Hij beschreef het nieuwe offeraltaar, het altaar dat centraal stond in de Tempel, maar begon merkwaardig genoeg met de bespreking van diens afvoergoot. Dit nieuwe altaar is groot (ongeveer 5 bij 5 meter (12 bij 12 el) vierkant) met een omloop van bijna een meter breed eromheen (vs 16). (vergelijk: het koperen offeraltaar in de Tent van samenkomst was ongeveer 2 bij 2 meter vierkant (5 bij 5 el); Ex. 38:1). De trap ertoe van het altaar was op het oosten gekeerd en dus was de opgang op de ingang van de Tempel gericht (vs 17). (vergelijk: in de Tent van samenkomst was de opgang waarschijnlijk om praktische redenen op het noorden gericht.)
Als eerste moest er een zondoffer (een mannelijk kalf) worden geofferd en het bloed ervan diende om het altaar te ontzondigen en ter verzoening voor God. De volgende zeven dagen moest dagelijks een oude bok van de geiten dienen ter ontzondiging (zondoffer) en een mannelijk kalf en een ram als brandoffer. Deze offers diende ter verzoening, reiniging en wijding. Daarna, op de negende dag zou de eredienst aan God kunnen beginnen.
Parallellen
Sidra‘ Tetsawwéh (Ex 27:20-30:10) gaat over de olie voor de lichtbron in de Misjkan (De Woning) van de Tent van samenkomst. Die olie moesten de zonen van Isra‘El aanleveren. Deze lichtbron moest voor voortdurende verlichting dienen (ner tamied) binnen de Misjkan.
Voor ‘Aharon en zijn zonen, de kohaniem (Isra‘Elitische priesters) moest kleding worden gemaakt. ‘Aharon kreeg als kohen gadol (Isra‘Elitisch hogepriester) nog aparte toevoegselen aan zijn kledingstukken, zoals gouden versierselen met ingelegde edelstenen in verband met zijn ambt als hoofd van de godsdienstige gemeenschap.
Toen de kleding klaar was werden de kohaniem gewassen en ermee bekleed. Daarna werd de kohen gadol gezalfd. Vervolgens werden zeven dagen lang bepaalde wijdingsoffers gebracht. Ook het (koperen) offeraltaar moest zeven dagen lang dagelijks met een zondoffer ontzondigt worden en gezalfd om het te verzoenen en aan God te wijden (29:36-37). Aan dit offeraltaar was het gouden reukofferaltaar verbonden dat in de Misjkan stond voor het afschermingsgordijn.

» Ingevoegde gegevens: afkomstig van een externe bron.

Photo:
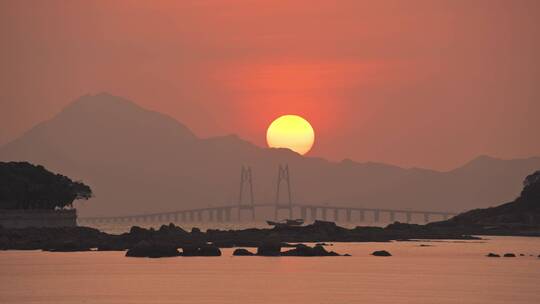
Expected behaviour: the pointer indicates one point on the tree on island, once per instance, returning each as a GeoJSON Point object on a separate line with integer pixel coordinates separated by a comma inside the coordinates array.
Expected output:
{"type": "Point", "coordinates": [27, 186]}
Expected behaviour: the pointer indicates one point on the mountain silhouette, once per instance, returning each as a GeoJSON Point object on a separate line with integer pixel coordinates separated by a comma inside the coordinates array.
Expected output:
{"type": "Point", "coordinates": [139, 161]}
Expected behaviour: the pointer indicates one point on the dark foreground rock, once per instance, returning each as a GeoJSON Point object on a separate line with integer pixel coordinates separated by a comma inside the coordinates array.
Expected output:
{"type": "Point", "coordinates": [146, 249]}
{"type": "Point", "coordinates": [85, 238]}
{"type": "Point", "coordinates": [381, 253]}
{"type": "Point", "coordinates": [269, 248]}
{"type": "Point", "coordinates": [204, 250]}
{"type": "Point", "coordinates": [68, 246]}
{"type": "Point", "coordinates": [304, 250]}
{"type": "Point", "coordinates": [242, 252]}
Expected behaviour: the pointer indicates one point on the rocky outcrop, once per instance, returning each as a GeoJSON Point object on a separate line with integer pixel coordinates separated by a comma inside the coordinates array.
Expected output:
{"type": "Point", "coordinates": [304, 250]}
{"type": "Point", "coordinates": [242, 252]}
{"type": "Point", "coordinates": [204, 250]}
{"type": "Point", "coordinates": [519, 217]}
{"type": "Point", "coordinates": [381, 253]}
{"type": "Point", "coordinates": [273, 239]}
{"type": "Point", "coordinates": [152, 250]}
{"type": "Point", "coordinates": [68, 246]}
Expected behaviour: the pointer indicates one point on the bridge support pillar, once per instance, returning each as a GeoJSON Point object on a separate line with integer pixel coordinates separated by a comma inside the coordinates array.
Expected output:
{"type": "Point", "coordinates": [219, 215]}
{"type": "Point", "coordinates": [303, 213]}
{"type": "Point", "coordinates": [376, 216]}
{"type": "Point", "coordinates": [227, 214]}
{"type": "Point", "coordinates": [362, 216]}
{"type": "Point", "coordinates": [313, 213]}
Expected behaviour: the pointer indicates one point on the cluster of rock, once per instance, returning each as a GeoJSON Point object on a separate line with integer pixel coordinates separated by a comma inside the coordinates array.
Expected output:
{"type": "Point", "coordinates": [84, 238]}
{"type": "Point", "coordinates": [274, 249]}
{"type": "Point", "coordinates": [159, 250]}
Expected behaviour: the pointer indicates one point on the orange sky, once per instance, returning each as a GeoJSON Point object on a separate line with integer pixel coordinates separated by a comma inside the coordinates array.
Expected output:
{"type": "Point", "coordinates": [414, 83]}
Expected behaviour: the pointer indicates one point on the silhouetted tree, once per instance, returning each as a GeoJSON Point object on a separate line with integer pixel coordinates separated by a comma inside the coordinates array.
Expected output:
{"type": "Point", "coordinates": [27, 186]}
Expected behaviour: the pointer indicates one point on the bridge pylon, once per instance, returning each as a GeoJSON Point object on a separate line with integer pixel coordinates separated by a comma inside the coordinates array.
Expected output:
{"type": "Point", "coordinates": [246, 181]}
{"type": "Point", "coordinates": [283, 175]}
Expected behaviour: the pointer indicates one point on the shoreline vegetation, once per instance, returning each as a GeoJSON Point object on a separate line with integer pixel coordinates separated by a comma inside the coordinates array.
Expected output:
{"type": "Point", "coordinates": [165, 241]}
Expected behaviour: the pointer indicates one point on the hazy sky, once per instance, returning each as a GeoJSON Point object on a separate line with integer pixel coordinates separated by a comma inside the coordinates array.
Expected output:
{"type": "Point", "coordinates": [414, 83]}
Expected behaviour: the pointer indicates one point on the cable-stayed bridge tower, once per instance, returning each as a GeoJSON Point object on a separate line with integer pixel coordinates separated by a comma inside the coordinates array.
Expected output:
{"type": "Point", "coordinates": [246, 184]}
{"type": "Point", "coordinates": [283, 176]}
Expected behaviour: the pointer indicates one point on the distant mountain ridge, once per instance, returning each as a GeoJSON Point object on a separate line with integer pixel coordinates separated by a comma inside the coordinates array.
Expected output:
{"type": "Point", "coordinates": [139, 161]}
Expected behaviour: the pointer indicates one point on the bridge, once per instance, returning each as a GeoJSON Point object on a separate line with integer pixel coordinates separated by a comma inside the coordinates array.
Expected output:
{"type": "Point", "coordinates": [307, 211]}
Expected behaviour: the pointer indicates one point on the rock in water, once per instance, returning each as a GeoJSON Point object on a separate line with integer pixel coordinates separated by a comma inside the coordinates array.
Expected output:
{"type": "Point", "coordinates": [303, 250]}
{"type": "Point", "coordinates": [69, 246]}
{"type": "Point", "coordinates": [145, 249]}
{"type": "Point", "coordinates": [242, 252]}
{"type": "Point", "coordinates": [269, 249]}
{"type": "Point", "coordinates": [209, 250]}
{"type": "Point", "coordinates": [205, 250]}
{"type": "Point", "coordinates": [381, 253]}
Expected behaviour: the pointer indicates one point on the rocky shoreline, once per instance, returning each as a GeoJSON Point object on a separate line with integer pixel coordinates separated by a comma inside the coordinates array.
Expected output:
{"type": "Point", "coordinates": [85, 238]}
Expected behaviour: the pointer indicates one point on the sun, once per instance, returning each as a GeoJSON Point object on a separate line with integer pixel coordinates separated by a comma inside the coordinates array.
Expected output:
{"type": "Point", "coordinates": [291, 132]}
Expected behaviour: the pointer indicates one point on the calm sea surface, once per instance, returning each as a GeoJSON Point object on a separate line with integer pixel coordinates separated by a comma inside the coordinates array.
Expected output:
{"type": "Point", "coordinates": [445, 272]}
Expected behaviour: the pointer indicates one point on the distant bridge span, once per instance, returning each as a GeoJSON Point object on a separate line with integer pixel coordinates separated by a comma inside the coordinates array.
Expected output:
{"type": "Point", "coordinates": [227, 213]}
{"type": "Point", "coordinates": [307, 211]}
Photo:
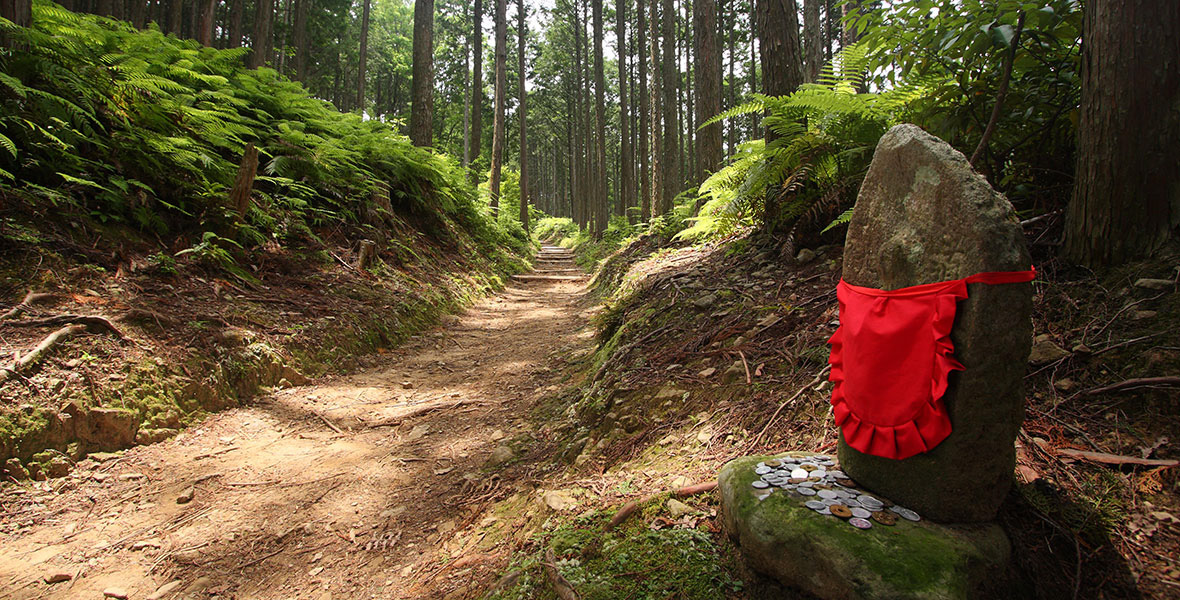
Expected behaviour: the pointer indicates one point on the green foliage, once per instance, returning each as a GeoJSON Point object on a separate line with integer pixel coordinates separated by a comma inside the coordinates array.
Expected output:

De haftarah (Ezech 43:10-27) heeft als meest duidelijke parallel de wijding van het offeraltaar. Toch zijn er verschillen met de wijding van het offeraltaar ten tijde van Mozes. Zo wordt aan Mozes niets opgedragen over het dagelijks brengen van een oude geitenbok als zondoffer vanaf de 2de dag in plaats van een mannelijk kalf. Ook wordt aan Mozes niets opgedragen over het brengen van dagelijkse brandoffers zeven dagen lang. Bij de wijding in de nieuwe Tempel staat het zondoffer van het mannelijke kalf op de eerste wijdingsdag op zichzelf. Daarna volgen zeven dagen van ontzondiging en wijding, zodat in totaal 1+7 dagen het offeraltaar gewijd wordt.
Opvallend is ook dat God over het nieuwe altaar stelt dat het gereinigd (taher) moet worden door de wijdingsoffers. Reiniging komt in die betekenis nergens voor in Exodus, maar pas vanaf Leviticus.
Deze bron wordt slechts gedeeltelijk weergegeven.